Early adopters have included tech-savvy musicians and sound engineers, who can't afford to have a humming PC drown out the subtle aspects of the music they're making, said Michael Farnsworth, president of Quiet PC North America, the US branch of a British company and one of the first specialty retailers devoted to quiet computing equipment.
Lawyers have also turned out to be a good market, Farnsworth said. "Noise reduces your attention and ability to think," he said. "When you're worth $300 an hour, that's a big deal."
Interest in quiet computing has varied by region as well as occupation. Robert Jung, general manager of technology and business development for Zalman USA, said it's no accident the company that started the quiet-computing movement was launched in South Korea.
Zalman Tech founder Sang-Cheol Lee started the company to sell variations on the super-efficient heatsinks he developed to make his PC tolerably quiet. Zalman has gone on to provide quiet cooling systems for numerous other PC heat-spewers and is now looking at items such as plasma TVs and projectors. "Anything you can think of that creates heat, we're trying to provide a quiet, fanless solution for it," Jung said.
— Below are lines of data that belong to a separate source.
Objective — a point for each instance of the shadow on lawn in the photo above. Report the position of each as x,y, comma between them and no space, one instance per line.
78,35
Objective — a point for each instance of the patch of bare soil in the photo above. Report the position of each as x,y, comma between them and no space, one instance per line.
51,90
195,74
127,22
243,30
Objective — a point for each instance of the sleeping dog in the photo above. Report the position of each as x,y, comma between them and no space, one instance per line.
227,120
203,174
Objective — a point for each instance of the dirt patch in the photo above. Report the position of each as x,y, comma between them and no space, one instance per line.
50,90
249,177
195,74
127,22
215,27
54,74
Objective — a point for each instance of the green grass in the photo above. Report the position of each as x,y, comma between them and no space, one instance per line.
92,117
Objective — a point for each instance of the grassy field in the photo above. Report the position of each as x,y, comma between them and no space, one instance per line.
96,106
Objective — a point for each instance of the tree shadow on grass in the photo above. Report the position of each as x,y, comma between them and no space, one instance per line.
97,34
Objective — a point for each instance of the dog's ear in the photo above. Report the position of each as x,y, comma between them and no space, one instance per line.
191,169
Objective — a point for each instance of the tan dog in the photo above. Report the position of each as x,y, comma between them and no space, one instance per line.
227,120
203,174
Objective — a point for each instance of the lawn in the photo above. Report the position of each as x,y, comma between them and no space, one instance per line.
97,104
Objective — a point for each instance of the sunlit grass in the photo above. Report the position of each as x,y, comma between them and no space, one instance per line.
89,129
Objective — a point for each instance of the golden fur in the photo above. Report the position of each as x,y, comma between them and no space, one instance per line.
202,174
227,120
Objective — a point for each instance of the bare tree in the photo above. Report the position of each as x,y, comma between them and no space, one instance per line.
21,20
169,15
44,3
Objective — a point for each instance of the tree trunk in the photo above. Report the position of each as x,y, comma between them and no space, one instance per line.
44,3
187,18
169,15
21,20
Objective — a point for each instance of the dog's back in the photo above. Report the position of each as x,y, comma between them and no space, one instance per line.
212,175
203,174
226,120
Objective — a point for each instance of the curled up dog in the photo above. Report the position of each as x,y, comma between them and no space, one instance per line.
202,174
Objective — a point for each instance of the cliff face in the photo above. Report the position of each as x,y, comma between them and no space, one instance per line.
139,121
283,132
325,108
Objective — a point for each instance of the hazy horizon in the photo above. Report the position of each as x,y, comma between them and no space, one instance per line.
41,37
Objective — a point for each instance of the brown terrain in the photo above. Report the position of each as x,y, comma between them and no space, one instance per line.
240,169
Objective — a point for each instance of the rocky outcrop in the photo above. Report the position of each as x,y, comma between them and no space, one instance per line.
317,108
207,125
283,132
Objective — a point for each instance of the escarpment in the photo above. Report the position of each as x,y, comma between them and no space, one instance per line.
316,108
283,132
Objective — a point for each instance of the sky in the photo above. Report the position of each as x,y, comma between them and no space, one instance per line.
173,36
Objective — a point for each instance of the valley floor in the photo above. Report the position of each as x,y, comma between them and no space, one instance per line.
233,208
While most quiet-computing buffs start out with such practical goals, a small subset goes extreme, launching search-and-destroy missions for anything that clicks or wheezes in their PC. Forums on sites such as Chin's are full of impassioned debates about whether ceiling tiles or acoustic foam dampen more sound when glued into a PC case or the relative benefits of distilled water vs. diluted antifreeze for liquid cooling.
"For most people, the goal is just to get the PC down to the level of ambient noise in the room where they're using it," Chin said. "But some people have turned it into a hobby, where they obsess over every fine detail. It just becomes a game for them -- you take care of one thing, and then you can hear the next most annoying thing."
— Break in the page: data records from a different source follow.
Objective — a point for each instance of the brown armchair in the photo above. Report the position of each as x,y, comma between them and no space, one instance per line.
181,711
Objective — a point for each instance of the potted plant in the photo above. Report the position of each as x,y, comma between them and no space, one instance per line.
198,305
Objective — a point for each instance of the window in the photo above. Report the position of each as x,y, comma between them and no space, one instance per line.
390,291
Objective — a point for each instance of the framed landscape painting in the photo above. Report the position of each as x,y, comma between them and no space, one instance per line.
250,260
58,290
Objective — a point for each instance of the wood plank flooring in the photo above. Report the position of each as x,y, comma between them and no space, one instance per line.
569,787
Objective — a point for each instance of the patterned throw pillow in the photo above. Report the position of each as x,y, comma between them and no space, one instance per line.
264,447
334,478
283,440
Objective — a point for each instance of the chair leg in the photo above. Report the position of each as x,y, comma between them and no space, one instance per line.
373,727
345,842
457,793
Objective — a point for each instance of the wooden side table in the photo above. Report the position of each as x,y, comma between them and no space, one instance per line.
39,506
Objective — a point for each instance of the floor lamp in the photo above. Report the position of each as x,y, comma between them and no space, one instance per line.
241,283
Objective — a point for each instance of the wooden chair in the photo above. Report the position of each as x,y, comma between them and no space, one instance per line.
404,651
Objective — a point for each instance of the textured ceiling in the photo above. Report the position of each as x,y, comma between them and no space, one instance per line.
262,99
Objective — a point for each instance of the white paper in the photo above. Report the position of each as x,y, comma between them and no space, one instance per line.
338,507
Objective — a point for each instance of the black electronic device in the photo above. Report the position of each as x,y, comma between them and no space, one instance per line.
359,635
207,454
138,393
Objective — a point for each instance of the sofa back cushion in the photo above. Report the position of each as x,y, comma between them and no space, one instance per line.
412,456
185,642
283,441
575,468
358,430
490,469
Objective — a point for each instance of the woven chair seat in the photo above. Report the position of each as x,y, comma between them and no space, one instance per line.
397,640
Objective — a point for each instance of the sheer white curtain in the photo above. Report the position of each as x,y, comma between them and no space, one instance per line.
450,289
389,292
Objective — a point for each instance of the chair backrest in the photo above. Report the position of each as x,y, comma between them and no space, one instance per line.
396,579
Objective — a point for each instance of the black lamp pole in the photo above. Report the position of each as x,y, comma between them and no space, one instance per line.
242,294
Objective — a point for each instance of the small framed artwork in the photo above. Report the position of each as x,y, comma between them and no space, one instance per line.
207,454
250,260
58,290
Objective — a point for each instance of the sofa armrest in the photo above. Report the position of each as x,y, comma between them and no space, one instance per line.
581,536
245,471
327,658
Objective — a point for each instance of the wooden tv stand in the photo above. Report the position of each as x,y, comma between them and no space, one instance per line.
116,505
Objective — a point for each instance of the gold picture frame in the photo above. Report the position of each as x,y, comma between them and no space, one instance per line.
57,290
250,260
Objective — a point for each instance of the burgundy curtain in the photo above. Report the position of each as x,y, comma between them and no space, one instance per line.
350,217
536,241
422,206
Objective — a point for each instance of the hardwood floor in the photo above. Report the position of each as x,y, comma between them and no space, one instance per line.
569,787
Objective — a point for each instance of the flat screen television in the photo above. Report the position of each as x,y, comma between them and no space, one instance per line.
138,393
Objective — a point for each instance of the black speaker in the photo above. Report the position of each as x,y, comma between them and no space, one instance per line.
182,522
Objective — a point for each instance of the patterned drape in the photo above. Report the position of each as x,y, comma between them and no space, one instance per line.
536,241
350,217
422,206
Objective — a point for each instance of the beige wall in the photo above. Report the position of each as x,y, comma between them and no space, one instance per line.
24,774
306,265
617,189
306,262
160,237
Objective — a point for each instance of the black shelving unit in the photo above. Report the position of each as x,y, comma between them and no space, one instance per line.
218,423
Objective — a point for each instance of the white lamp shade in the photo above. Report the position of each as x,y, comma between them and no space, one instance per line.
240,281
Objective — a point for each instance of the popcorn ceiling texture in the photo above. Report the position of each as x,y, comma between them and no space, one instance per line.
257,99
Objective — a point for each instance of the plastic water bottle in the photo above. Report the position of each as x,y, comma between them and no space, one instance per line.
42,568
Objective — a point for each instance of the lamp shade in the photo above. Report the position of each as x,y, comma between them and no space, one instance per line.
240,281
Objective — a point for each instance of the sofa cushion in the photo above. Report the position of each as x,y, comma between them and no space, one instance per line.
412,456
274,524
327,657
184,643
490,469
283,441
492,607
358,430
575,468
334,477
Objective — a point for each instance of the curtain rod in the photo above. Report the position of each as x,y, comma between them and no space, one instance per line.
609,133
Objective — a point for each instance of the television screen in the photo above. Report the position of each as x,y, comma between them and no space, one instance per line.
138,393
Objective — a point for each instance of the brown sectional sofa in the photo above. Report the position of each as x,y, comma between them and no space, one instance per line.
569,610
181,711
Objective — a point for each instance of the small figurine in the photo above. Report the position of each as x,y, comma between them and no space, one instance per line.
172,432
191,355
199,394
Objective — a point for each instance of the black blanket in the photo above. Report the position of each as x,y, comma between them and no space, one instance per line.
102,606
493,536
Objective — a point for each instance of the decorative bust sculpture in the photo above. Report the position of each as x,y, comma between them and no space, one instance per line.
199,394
The most extreme experiment with "underclocking" and "undervolting", the polar opposite of techniques PC hot-rodders use to push chips past their normal speed limits.
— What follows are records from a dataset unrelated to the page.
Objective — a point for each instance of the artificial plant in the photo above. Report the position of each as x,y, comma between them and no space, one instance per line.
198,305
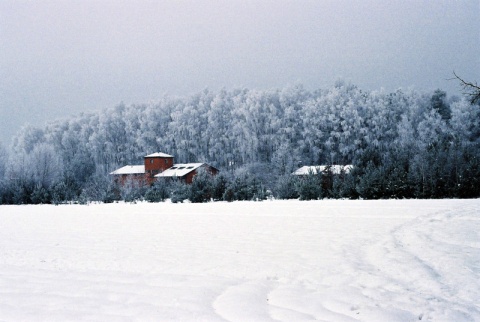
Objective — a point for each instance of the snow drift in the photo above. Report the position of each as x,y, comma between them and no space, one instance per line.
244,261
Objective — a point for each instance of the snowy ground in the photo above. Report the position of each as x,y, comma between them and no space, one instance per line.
390,260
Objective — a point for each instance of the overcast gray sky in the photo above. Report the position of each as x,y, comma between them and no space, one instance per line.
60,58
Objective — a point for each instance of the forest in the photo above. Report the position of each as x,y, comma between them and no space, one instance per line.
402,144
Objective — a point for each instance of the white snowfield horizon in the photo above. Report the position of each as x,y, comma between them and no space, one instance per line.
329,260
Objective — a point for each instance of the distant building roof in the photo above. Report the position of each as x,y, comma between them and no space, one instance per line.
159,154
179,170
315,169
130,169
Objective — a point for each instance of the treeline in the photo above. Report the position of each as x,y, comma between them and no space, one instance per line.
403,144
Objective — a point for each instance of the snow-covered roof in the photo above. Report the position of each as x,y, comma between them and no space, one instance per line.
179,170
159,154
315,169
130,169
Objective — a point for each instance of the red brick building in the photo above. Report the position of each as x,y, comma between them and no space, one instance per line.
160,165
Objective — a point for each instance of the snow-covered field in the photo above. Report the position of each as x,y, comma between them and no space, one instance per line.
244,261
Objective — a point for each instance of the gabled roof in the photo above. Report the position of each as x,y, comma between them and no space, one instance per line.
315,169
130,169
158,154
179,170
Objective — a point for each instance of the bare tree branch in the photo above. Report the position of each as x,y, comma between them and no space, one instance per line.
471,90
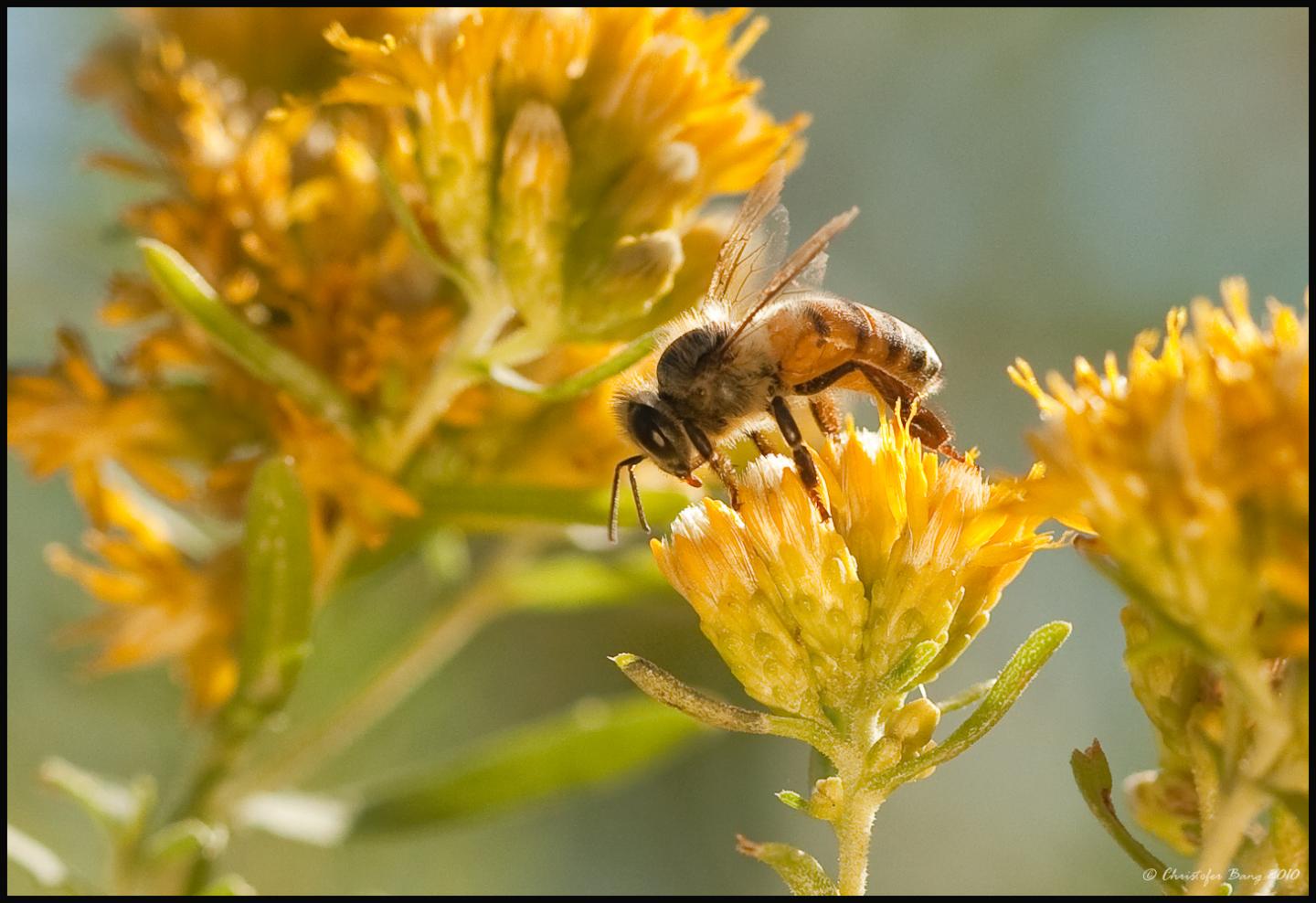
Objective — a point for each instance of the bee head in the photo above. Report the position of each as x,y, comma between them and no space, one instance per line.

Chin says "undervolting" -- adjusting a PC's setting so the processor receives less power than it's supposed to -- actually makes sense in a lot of cases where a PC isn't being pushed to its limits. "If you're playing games on the PC, then maybe you want every last little drop of performance," he said. "But for your average user, an incremental drop in performance just doesn't matter. And the payback is that the processor runs a lot cooler."